Meyer lamented his side’s handling errors and inability to secure quick-phase
ball as contributing factors for their downfall.

“We managed quick ball against New Zealand and Australia despite them
having two of the best open-siders in the world. Today we could not manage that,
for a variety of reasons.”

Despite suffering the most embarrassing defeat in recent history, Meyer insisted
that this setback would not derail his World Cup plans.

“This does not put us back for the Rugby World Cup. We are a much better
team than this. We will be working even harder. I still believe we are in contention
for the World Cup. We are getting a number of big-ball carriers back soon and
we will be better for it.”

Springbok captain, Jean de Villiers, also had no excuses to offer.
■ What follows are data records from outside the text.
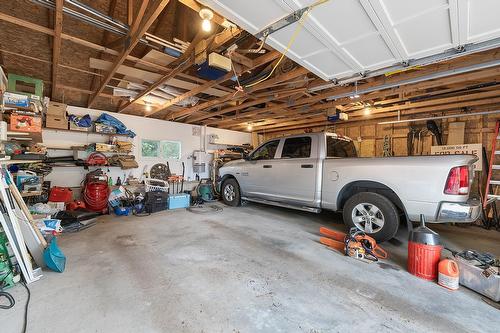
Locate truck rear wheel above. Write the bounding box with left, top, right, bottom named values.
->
left=343, top=192, right=399, bottom=242
left=221, top=178, right=241, bottom=207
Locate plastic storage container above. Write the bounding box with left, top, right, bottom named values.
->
left=408, top=215, right=443, bottom=281
left=168, top=193, right=191, bottom=209
left=144, top=191, right=168, bottom=213
left=455, top=256, right=500, bottom=302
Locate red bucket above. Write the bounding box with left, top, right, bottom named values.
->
left=408, top=242, right=443, bottom=281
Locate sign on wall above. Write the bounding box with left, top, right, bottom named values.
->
left=141, top=139, right=181, bottom=160
left=431, top=143, right=483, bottom=171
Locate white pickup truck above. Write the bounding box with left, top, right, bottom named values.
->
left=219, top=133, right=481, bottom=241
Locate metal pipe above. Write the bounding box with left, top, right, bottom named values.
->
left=31, top=0, right=128, bottom=36
left=377, top=110, right=500, bottom=125
left=327, top=60, right=500, bottom=101
left=309, top=37, right=500, bottom=92
left=31, top=0, right=159, bottom=49
left=66, top=0, right=130, bottom=31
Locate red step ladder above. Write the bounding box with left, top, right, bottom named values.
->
left=483, top=120, right=500, bottom=208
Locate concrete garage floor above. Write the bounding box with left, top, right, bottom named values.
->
left=0, top=204, right=500, bottom=333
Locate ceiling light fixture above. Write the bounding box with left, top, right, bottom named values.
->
left=199, top=8, right=214, bottom=32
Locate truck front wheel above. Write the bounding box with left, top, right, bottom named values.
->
left=343, top=192, right=399, bottom=242
left=221, top=178, right=241, bottom=207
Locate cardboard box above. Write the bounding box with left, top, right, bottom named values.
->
left=9, top=113, right=42, bottom=133
left=7, top=73, right=43, bottom=101
left=3, top=92, right=30, bottom=108
left=45, top=114, right=68, bottom=129
left=69, top=122, right=92, bottom=132
left=95, top=123, right=116, bottom=134
left=47, top=101, right=68, bottom=118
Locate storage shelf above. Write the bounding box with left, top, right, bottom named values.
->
left=208, top=142, right=252, bottom=148
left=43, top=127, right=129, bottom=138
left=45, top=147, right=132, bottom=156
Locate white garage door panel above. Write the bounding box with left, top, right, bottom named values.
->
left=271, top=23, right=326, bottom=58
left=200, top=0, right=500, bottom=80
left=378, top=0, right=448, bottom=25
left=344, top=34, right=396, bottom=69
left=464, top=0, right=500, bottom=41
left=304, top=51, right=354, bottom=77
left=395, top=9, right=453, bottom=58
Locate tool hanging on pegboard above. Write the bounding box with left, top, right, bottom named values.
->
left=384, top=135, right=392, bottom=157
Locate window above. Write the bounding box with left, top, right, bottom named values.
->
left=141, top=139, right=181, bottom=160
left=160, top=140, right=181, bottom=160
left=281, top=136, right=311, bottom=158
left=326, top=136, right=358, bottom=157
left=251, top=140, right=280, bottom=160
left=141, top=139, right=160, bottom=157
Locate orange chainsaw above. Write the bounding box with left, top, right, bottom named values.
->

“Credit to them, on the day they were a far better team than us. We conceded
such easy tries, three off set-phases. It was just too easy. We, on the other
hand, had to work very hard for our tries. We were all lethargic today. We need
to find a reason why it happened. We prepared well, but everyone was down today.”

De Villiers feels the players would have to reflect on the poor performance
and conceded that his men were again caught napping after the Pumas scored a
try while the Boks had their backs turned.

Similarly, in their previous Tesy against the All Blacks, Richie McCaw dotted
down from a line-out in a move that caught the team off-guard.

“The medics were still on the field, so that was frustrating when they scored
that try. We should have been ready though, but did not react the way we should
have. It costs you games as we saw.”

The only players who suffered injuries are De Villiers (jaw) and Marcell Coetzee
(knee), but a report on the severity of those injuries is expected on Monday.